THE government is introducing a three-tier lockdown system because Dominic Cummings doesn’t believe you can grasp numbers higher than three. This is how it will work: 

TIER ONE

Only subject to the usual restrictions ie Rule of Six, pub curfews, fines for not self-isolating, all those previously unthinkable restraints on your personal liberty you now accept without question. Schools still open.

For areas with high house prices in the South of England that always return a Conservative no matter what. Coincidentally. Oh, and also fewer than 100 cases per 100,000 people, not that we’ve any idea because we’ve still not got this testing thing sorted yet.

TIER TWO

Households forbidden to mix indoors or in hospitality settings, and we should really work out a way of enforcing that at some point. You will be allowed to leave your area but you’d better be bloody grateful. Schools still open.

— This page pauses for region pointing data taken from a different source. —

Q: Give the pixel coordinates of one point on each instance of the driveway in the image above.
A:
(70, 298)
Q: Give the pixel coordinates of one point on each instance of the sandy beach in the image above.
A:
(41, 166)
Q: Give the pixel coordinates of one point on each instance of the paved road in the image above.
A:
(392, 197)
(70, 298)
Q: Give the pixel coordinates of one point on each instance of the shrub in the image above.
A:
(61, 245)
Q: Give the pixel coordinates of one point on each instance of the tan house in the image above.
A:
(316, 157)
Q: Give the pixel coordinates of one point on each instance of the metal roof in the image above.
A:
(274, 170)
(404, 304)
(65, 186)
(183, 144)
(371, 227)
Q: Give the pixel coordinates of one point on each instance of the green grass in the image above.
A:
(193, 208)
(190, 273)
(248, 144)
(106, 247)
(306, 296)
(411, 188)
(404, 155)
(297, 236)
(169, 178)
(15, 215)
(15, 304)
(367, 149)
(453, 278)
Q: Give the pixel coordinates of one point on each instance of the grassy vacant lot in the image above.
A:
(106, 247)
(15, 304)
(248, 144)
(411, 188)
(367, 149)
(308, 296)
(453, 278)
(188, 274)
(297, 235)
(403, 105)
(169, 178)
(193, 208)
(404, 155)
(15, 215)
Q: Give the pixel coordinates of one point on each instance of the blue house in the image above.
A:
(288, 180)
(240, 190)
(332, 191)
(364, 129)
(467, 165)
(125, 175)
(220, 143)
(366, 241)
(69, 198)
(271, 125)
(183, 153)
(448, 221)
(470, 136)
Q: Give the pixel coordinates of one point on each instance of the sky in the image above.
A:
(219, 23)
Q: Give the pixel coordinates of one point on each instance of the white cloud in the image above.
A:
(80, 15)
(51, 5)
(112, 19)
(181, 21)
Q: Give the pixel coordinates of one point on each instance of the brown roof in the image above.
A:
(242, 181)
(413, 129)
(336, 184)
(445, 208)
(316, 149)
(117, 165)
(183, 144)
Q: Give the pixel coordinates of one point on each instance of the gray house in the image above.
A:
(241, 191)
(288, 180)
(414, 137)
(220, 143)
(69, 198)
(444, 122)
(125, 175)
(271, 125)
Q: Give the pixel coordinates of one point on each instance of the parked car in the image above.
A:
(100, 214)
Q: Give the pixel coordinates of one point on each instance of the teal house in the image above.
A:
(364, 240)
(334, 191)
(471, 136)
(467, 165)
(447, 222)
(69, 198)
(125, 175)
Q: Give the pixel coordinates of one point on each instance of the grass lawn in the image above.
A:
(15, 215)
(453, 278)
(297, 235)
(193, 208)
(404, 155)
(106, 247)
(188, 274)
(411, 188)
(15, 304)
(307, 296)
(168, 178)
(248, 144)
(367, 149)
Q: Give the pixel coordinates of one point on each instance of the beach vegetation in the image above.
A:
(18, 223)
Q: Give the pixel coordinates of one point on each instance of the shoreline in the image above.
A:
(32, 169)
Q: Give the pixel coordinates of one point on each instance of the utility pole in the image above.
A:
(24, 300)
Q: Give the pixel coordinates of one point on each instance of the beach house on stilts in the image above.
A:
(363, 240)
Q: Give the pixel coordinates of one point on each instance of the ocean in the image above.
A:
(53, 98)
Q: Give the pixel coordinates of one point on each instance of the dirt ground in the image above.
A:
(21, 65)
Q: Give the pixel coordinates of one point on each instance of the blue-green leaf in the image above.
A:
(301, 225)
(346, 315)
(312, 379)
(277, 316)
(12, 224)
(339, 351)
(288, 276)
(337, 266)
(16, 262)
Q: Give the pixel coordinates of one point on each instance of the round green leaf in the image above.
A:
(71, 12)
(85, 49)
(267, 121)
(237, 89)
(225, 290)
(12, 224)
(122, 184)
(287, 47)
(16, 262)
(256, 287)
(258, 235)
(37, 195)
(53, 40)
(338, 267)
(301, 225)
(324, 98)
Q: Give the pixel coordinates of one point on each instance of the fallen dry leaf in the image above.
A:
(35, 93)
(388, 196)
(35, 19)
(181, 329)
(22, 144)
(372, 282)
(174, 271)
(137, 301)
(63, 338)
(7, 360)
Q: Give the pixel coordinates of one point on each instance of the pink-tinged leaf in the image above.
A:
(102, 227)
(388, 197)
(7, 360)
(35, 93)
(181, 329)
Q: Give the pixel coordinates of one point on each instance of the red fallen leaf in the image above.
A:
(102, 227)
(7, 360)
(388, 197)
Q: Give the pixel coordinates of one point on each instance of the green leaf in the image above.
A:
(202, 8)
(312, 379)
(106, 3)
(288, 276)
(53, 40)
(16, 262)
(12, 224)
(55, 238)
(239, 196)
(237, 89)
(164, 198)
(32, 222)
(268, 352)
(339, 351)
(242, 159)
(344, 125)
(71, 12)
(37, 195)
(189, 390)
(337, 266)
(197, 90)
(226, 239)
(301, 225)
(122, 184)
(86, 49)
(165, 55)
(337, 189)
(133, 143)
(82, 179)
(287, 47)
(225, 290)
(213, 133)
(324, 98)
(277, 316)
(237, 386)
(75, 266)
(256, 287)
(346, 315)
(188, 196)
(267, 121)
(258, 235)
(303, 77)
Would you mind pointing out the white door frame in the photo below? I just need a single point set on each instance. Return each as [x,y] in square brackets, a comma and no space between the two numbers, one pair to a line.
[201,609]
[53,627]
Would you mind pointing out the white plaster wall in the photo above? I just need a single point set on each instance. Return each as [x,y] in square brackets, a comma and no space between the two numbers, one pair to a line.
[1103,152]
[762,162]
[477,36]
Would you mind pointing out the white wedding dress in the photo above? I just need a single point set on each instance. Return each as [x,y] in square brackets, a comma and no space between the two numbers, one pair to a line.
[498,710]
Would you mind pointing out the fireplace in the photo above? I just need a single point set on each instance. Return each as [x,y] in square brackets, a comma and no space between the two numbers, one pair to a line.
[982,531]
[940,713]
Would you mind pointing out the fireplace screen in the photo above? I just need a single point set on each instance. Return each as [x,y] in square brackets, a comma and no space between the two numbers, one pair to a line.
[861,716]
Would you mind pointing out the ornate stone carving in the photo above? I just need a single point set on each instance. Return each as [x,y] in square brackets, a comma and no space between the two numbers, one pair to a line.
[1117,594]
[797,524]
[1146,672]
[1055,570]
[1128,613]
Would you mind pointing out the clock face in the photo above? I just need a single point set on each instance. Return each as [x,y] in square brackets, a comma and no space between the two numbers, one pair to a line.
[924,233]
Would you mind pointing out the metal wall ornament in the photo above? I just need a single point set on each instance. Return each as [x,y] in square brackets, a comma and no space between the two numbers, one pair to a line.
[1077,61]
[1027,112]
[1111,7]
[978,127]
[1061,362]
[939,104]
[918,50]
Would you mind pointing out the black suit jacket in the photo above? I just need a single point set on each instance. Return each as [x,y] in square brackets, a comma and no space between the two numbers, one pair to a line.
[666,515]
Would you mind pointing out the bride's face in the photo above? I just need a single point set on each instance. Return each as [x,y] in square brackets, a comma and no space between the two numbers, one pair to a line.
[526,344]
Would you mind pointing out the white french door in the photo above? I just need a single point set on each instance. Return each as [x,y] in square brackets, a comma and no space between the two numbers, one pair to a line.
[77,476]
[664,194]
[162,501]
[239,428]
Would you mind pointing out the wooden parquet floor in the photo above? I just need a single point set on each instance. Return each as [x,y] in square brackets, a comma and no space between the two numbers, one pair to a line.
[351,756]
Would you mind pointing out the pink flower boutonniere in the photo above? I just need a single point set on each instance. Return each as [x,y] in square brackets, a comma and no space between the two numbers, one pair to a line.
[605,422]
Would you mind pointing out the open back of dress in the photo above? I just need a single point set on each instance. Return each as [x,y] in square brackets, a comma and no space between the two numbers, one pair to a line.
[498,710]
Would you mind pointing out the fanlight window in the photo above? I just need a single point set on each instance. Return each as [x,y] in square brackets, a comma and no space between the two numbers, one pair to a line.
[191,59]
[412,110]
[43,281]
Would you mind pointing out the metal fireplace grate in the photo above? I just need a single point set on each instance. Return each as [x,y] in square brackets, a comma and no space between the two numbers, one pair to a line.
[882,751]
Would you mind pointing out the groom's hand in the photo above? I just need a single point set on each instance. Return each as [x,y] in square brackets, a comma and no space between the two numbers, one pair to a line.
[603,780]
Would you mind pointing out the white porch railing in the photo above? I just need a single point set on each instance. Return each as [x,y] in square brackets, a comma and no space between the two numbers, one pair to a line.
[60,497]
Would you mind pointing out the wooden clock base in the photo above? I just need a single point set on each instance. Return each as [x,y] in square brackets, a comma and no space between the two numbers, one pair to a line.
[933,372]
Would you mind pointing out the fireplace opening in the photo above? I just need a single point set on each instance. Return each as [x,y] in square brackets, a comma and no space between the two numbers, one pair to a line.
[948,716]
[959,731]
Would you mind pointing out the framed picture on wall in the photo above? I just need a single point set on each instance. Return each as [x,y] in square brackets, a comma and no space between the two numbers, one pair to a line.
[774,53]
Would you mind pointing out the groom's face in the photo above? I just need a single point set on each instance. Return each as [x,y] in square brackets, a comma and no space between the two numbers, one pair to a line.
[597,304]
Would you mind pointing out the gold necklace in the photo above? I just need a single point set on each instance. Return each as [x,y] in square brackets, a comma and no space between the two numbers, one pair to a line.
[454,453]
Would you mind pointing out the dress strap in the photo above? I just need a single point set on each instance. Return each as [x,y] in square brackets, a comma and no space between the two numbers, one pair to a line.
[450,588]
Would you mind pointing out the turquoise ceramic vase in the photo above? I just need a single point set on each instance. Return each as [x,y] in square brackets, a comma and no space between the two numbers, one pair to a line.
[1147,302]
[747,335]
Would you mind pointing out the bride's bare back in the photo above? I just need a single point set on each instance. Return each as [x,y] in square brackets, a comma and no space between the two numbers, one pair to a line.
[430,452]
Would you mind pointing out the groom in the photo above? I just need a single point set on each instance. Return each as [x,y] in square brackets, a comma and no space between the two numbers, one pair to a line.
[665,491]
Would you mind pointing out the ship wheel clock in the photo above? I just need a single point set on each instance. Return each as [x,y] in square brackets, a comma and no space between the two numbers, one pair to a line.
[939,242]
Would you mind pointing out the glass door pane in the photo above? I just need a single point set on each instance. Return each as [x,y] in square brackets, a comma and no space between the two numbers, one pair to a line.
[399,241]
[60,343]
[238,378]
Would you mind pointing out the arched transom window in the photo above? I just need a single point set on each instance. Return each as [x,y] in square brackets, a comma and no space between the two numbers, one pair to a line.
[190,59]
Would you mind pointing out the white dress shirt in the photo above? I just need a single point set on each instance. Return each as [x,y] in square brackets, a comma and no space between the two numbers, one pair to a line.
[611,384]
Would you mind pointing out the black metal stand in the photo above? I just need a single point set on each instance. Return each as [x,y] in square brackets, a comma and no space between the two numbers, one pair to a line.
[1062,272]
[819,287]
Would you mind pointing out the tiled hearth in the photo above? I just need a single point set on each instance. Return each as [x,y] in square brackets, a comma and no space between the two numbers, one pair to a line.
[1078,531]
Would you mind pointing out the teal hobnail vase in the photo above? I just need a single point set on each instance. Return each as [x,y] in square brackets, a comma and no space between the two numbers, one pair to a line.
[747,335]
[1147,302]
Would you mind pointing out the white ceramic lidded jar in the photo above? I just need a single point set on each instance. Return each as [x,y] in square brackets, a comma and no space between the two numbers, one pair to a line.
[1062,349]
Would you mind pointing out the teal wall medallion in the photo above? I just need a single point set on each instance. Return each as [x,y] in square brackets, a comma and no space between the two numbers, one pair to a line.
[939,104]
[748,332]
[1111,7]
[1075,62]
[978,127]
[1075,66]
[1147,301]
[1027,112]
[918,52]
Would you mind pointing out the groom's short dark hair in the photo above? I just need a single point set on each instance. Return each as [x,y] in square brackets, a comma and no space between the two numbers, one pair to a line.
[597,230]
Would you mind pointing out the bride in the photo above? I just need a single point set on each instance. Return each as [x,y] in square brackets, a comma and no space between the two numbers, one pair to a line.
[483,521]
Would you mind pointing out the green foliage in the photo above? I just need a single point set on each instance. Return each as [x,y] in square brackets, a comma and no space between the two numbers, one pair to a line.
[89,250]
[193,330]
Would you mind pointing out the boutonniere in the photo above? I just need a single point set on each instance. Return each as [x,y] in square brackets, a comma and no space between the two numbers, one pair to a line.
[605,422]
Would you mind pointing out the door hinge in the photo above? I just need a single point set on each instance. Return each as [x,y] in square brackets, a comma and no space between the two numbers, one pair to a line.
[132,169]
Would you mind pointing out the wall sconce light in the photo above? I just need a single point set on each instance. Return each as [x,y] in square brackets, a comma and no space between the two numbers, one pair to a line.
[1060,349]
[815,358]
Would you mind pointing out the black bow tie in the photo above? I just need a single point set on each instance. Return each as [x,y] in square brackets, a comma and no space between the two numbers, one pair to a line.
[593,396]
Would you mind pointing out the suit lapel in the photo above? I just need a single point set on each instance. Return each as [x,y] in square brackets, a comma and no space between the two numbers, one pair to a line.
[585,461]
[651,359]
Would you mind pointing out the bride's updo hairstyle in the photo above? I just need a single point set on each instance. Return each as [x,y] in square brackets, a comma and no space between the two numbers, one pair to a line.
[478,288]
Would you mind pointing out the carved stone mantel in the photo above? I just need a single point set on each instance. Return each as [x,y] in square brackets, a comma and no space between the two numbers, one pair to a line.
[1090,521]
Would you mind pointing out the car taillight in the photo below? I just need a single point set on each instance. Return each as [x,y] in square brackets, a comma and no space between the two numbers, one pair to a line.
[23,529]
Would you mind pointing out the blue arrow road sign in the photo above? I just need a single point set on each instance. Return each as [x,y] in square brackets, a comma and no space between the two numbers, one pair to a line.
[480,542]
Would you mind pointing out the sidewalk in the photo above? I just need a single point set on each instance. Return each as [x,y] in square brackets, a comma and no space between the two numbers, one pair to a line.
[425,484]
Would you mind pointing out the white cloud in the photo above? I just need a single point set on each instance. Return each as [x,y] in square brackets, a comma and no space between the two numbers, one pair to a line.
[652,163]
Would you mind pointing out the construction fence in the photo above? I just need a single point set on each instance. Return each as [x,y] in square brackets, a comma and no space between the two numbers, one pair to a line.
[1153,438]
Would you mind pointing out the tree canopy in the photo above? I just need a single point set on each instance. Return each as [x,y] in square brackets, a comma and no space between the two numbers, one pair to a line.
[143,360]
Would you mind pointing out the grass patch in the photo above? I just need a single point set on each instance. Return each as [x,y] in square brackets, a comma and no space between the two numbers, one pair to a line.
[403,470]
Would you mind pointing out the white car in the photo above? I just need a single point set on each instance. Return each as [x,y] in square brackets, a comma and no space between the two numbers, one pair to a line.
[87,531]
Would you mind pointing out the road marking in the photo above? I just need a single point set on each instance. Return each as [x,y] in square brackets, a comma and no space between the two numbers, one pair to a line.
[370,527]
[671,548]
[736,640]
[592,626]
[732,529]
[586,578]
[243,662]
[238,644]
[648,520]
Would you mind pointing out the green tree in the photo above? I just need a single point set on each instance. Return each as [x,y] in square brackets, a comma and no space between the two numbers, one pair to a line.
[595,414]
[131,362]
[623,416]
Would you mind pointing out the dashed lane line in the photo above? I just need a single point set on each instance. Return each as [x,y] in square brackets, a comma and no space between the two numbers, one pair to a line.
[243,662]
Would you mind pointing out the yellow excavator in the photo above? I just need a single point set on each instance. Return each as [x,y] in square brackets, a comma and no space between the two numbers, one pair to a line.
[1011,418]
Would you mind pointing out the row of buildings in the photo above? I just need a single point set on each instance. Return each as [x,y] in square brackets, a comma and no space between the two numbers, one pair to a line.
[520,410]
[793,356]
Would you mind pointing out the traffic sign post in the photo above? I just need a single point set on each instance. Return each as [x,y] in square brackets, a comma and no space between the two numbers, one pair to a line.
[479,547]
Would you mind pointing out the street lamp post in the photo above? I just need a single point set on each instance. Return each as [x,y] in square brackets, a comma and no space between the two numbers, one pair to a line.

For Red Wall areas who’ve served their purpose by giving us this lovely big thumping majority and now we could not care less about. Coincidentally. For when there are more than 100 cases per 10,000 people, like in all our other local lockdowns that haven’t worked.

TIER THREE

Pubs closed, restaurants closed, gyms closed, no social contact with any other household, no overnight stays anywhere, no leaving the area, everyone fitted with shock-collars remotely controlled by Whitehall. Daily collections of dead on carts. Schools still open.

For Merseyside and other staunchly Labour-voting areas that just will not listen to reason. Coincidentally. For ‘significantly higher rates of transmission’, and isn’t that nice and vague. Stay in your homes. The Covid marshalls in black vans will be arriving for you shortly.